I roughly followed the example of how __do_copy_data and __do_clear_bss are linked, in AVRTargetStreamer::finish().

We need a test case to show this change, please refer to tests in llvm/test/CodeGen or llvm/test/MC .

Added a test.

benshi001 added inline comments.Jul 30 2021, 6:31 PM
llvm/test/CodeGen/AVR/ctors.ll
2

Please use llvm's builtin script to make your test case better formatted.

python3 llvm-project/llvm/utils/update_llc_test_checks.py llvm-project/llvm/test/CodeGen/AVR/ctors.ll

Updated test with update_llc_test_checks.py. Note that update_llc_test_checks.py doesn't actually support AVR at the moment! I had to apply this fix first:

diff --git a/llvm/utils/UpdateTestChecks/asm.py b/llvm/utils/UpdateTestChecks/asm.py
index 2a18899d55f0..6c878dd742bc 100644
--- a/llvm/utils/UpdateTestChecks/asm.py
+++ b/llvm/utils/UpdateTestChecks/asm.py
@@ -360,6 +360,7 @@ def get_triple_from_march(march):
       'mips': 'mips',
       'sparc': 'sparc',
       'hexagon': 'hexagon',
+      'avr': 'avr',
   }
   for prefix, triple in triples.items():
     if march.startswith(prefix):
mhjacobson marked an inline comment as done.Jul 30 2021, 9:24 PM

Fixed alphabetization of includes.

Argh, the test fails now, because the ordering is wrong. Fixing it now.

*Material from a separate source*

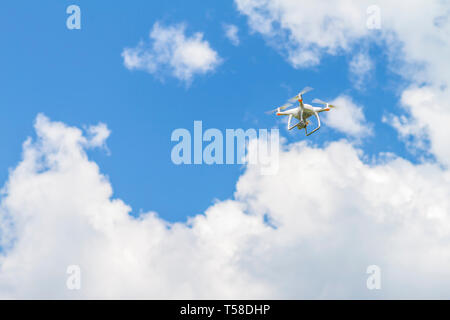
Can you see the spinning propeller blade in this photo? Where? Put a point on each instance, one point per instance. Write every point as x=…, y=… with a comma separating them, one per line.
x=323, y=102
x=305, y=90
x=284, y=106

benshi001 added inline comments.Jul 30 2021, 10:36 PM
llvm/lib/Target/AVR/AVRAsmPrinter.cpp
64

It would not be good to use such a flag. But would be better to put your code into MCTargetDesc/AVRTargetStreamer.cpp where __do_copy_data is emitted, and make a check like

if (current module has constructor)
  emit do_global_ctors
if (current module has destructor)
  emit do_global_dtors
206

Do we need to emit some comments for __do_global_dtors as __do_copy_data has ?

Fix the ordering of the directives in the test, so that it actually passes! :)

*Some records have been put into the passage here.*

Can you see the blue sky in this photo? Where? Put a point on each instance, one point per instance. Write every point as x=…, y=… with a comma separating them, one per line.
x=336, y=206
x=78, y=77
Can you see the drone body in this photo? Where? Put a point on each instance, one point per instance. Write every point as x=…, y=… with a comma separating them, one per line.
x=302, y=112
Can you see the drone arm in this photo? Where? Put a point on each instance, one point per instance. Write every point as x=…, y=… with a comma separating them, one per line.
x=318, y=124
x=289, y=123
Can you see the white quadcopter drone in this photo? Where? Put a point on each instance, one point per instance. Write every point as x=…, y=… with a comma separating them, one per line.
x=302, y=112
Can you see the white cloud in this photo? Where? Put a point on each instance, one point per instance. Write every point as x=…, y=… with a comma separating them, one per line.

mhjacobson added inline comments.Jul 30 2021, 10:51 PM
llvm/lib/Target/AVR/AVRAsmPrinter.cpp
64

I'm not sure how to know, from AVRTargetStreamer, whether there are constructors/destructors.

If we don't want to keep EmittedStructorSymbolAttrs, then I suppose an alternative would be for AVRAsmPrinter::emitXXStructor() *always* to emit the global symbols. It won't hurt anything for them to be emitted more than once -- it's just theoretically inefficient.

Can you explain more about your concern with EmittedStructorSymbolAttrs? Is it bad to keep state inside AVRAsmPrinter?

206

Good idea -- I'll do that now.

Add assembly comment.

mhjacobson marked an inline comment as done.Jul 30 2021, 11:05 PM

Doesn't AVR use a section? Using magic symbols looks weird.

You're right, AVR does have a section (.ctors) for the *table* of constructors. But there has to be some code that actually calls the functions in that table. That's what __do_global_ctors does. When present, it gets linked into the boot path (after things like __do_copy_data and __do_clear_bss) to do its work. But if nothing requests it, it won't be linked, and the constructor table will just sit around, never to be consulted.

I see this code as similar to the code that links in __do_copy_data, which I think would also fall into the category of "magic symbols"—symbols that are necessary to make the program run correctly on AVR.

benshi001 added inline comments.Jul 31 2021, 1:01 AM
llvm/lib/Target/AVR/AVRAsmPrinter.cpp
64

Yes. I do concern keep any state inside AVRAsmPrinter ? How about Dylan's opinion?

Conform to source formatting convention.

benshi001 added inline comments.Aug 1 2021, 6:52 PM
llvm/lib/Target/AVR/AVRAsmPrinter.cpp
64

I really do not like using a flag to keep the emitted state. How about only directly emit them in MCTargetDesc/AVRTargetStreamer.cpp, and add a FIXME, as for __do_copy_data ?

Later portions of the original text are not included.